Иноземцев обмакнул кисточку, набрал красной краски, начал выводить заголовок фарафоновской заметки: «Своими силами». Только правду (думал он). Только факты… Ну да, Тюриков спросил, сколько миль до Кронштадта, я ответил. Факт? Факт. Фарафонов так и доложил: имеется факт. Но вот странное дело: получилось из этого факта, что я подсчитывал мили отступления… что я такой-сякой, весь из себя нехороший… Странно, что люди не всегда понимают друг друга… Подозревают то, чего нет и в помине…
— Я вас не задерживаю, товарищ Фарафонов, — сказал он.
После утреннего обхода корабля Козырев вошел к себе в каюту. Только что он накричал на Иноземцева — за то, что не проявляет настойчивости в ремонте трального трюма, — и отправил его на Морзавод с приказанием без сварщиков не возвращаться. Теперь, приостыв, Козырев с огорчением подумал о своей вспышке. Напрасно позволил себе раскричаться… Надо научиться обуздывать себя…

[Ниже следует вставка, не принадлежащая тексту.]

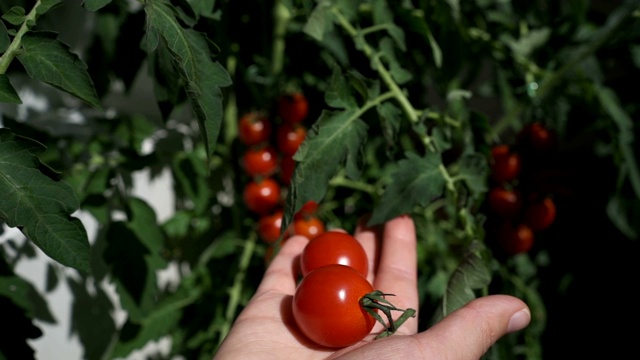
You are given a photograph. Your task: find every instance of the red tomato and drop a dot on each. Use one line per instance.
(310, 227)
(287, 165)
(515, 239)
(541, 214)
(308, 209)
(505, 164)
(254, 128)
(334, 247)
(262, 196)
(504, 202)
(260, 161)
(289, 137)
(293, 107)
(269, 226)
(326, 306)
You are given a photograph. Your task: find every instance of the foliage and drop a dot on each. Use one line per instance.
(405, 101)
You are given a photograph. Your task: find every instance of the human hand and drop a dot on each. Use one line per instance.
(266, 328)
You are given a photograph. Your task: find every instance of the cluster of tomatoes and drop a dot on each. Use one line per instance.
(519, 206)
(334, 304)
(269, 145)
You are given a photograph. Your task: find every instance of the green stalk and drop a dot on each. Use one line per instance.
(236, 289)
(14, 47)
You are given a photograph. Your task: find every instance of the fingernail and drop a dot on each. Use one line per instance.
(519, 320)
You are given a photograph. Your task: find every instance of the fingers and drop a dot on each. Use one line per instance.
(465, 334)
(469, 332)
(396, 271)
(281, 274)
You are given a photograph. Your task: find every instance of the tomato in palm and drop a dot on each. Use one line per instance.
(515, 239)
(254, 128)
(333, 247)
(326, 306)
(504, 202)
(269, 226)
(505, 164)
(289, 137)
(262, 196)
(540, 214)
(310, 226)
(260, 161)
(293, 107)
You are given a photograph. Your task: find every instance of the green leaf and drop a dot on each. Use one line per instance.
(25, 295)
(472, 274)
(416, 182)
(15, 15)
(473, 170)
(4, 38)
(95, 5)
(336, 137)
(47, 59)
(7, 93)
(192, 58)
(39, 204)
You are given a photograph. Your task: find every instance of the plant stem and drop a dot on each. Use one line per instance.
(236, 289)
(14, 47)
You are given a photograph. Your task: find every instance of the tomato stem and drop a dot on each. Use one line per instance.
(376, 301)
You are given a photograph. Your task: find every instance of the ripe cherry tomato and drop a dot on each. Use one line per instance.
(504, 202)
(515, 239)
(308, 209)
(289, 137)
(254, 128)
(333, 247)
(262, 196)
(287, 165)
(310, 227)
(540, 214)
(326, 306)
(505, 164)
(269, 226)
(293, 107)
(260, 161)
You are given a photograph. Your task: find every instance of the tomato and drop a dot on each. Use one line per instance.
(308, 209)
(505, 164)
(515, 239)
(269, 226)
(540, 214)
(333, 247)
(260, 161)
(326, 306)
(293, 107)
(310, 227)
(504, 202)
(262, 196)
(289, 137)
(254, 128)
(287, 165)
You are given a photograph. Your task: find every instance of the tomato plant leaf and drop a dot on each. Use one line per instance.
(472, 273)
(39, 204)
(416, 182)
(95, 5)
(336, 137)
(7, 93)
(47, 59)
(203, 77)
(473, 170)
(25, 295)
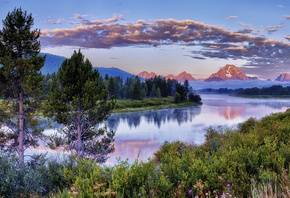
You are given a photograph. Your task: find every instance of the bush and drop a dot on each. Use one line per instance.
(177, 97)
(194, 98)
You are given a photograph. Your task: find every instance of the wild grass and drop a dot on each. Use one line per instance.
(252, 161)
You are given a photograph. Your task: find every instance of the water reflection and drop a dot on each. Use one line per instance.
(157, 117)
(145, 131)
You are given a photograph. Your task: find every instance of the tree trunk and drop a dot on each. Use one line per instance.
(79, 146)
(21, 132)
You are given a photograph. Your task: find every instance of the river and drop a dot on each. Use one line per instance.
(142, 133)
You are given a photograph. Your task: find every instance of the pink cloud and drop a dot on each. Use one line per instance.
(231, 17)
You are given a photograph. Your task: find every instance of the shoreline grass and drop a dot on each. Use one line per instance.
(265, 96)
(127, 105)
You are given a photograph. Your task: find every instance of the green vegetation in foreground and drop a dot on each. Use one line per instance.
(126, 105)
(264, 96)
(275, 91)
(251, 161)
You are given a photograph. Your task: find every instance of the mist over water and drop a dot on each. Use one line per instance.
(235, 84)
(142, 133)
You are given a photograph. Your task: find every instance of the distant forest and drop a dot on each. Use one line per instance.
(275, 90)
(134, 88)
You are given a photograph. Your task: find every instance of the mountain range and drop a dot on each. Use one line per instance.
(53, 63)
(283, 77)
(180, 77)
(228, 72)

В дверь постучали, вошел Уманский. Он доложил о состоянии здоровья личного состава. Появились признаки цинги. У минера Бидратого кровоточат десны. У мотористов Тюрикова и Зайченкова — сыпь, упадок сил…

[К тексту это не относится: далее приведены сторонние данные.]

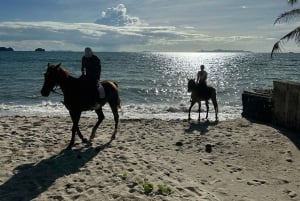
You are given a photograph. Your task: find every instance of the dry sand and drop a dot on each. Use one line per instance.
(247, 161)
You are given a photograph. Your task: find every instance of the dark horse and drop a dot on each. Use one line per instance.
(202, 94)
(78, 97)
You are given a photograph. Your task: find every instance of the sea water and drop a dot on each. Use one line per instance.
(151, 84)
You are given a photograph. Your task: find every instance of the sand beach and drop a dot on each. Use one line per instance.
(150, 159)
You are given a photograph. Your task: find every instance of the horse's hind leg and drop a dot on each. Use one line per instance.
(114, 110)
(199, 110)
(207, 109)
(100, 119)
(215, 103)
(192, 104)
(75, 128)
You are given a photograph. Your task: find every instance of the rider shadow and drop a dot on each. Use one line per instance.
(30, 180)
(201, 127)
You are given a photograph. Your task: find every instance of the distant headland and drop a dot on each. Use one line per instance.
(221, 50)
(6, 49)
(39, 50)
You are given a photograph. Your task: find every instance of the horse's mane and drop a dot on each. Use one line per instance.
(64, 71)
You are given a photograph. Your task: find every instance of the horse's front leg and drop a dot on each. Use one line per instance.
(75, 128)
(100, 119)
(199, 110)
(207, 109)
(192, 104)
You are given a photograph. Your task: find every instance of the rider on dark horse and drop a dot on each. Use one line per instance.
(201, 80)
(91, 71)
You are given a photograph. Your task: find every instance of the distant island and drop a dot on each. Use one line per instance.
(40, 50)
(6, 49)
(221, 50)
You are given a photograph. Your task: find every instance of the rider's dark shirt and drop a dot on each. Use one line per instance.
(91, 68)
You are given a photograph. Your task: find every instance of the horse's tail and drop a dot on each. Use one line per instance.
(118, 96)
(214, 99)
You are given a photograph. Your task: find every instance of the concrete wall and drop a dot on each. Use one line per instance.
(286, 98)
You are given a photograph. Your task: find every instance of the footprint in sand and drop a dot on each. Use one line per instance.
(290, 193)
(256, 182)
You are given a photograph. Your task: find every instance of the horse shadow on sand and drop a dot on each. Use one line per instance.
(30, 180)
(199, 126)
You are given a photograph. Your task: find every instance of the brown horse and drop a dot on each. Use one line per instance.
(199, 95)
(78, 97)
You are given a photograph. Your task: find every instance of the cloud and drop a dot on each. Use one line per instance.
(117, 16)
(76, 36)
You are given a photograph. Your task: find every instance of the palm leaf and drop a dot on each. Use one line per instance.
(287, 16)
(293, 35)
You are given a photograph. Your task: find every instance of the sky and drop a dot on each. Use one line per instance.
(149, 25)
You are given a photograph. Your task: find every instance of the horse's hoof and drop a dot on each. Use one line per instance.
(69, 148)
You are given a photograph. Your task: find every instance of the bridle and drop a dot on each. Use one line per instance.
(54, 90)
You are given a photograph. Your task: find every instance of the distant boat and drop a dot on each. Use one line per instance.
(6, 49)
(40, 50)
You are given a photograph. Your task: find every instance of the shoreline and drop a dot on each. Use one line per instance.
(247, 160)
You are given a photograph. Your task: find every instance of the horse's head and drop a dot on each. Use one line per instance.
(191, 85)
(52, 77)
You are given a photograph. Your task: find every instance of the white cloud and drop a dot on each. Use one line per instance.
(76, 36)
(117, 16)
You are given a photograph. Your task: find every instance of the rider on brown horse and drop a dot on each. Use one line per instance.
(201, 80)
(91, 71)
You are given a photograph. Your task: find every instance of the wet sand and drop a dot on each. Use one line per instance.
(149, 160)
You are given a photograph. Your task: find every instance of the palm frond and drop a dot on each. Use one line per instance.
(276, 48)
(292, 2)
(293, 35)
(287, 16)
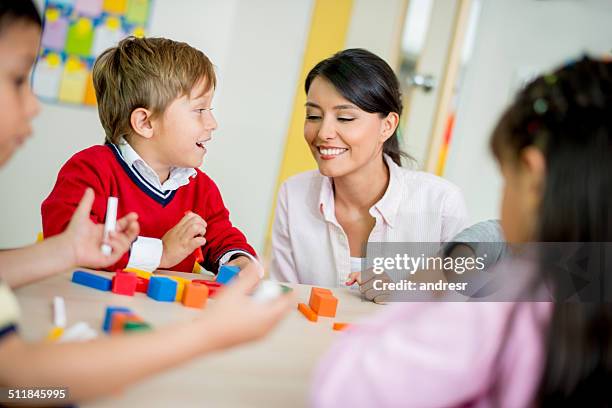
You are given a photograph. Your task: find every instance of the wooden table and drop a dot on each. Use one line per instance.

— Цинга? — удивился Козырев. — Болезнь арктических путешественников — у нас на корабле?
— Это, Андрей Константинович, болезнь недоедания. Нехватки витаминов.
— Да, да, понятно… А какие есть средства от цинги? Ложечная трава?
— Не знаю, что это такое. Средство — витамин цэ. Флагврач ОВРа говорил на совещании, что санупр готовит выдачу порошков витамина цэ по всему флоту. А пока что хвойный настой рекомендуется. Конечно, госпитализация ослабевших.
— Нам ослабевать нельзя, — сказал Козырев, подумав о том, что у него второй день поламывает ноги. — Никак нельзя, Михал Давыдыч. Уж вы постарайтесь, доктор, чтоб люди у нас не выходили из строя. И этот хвойный настой — так вы сказали? — принесите мне тоже.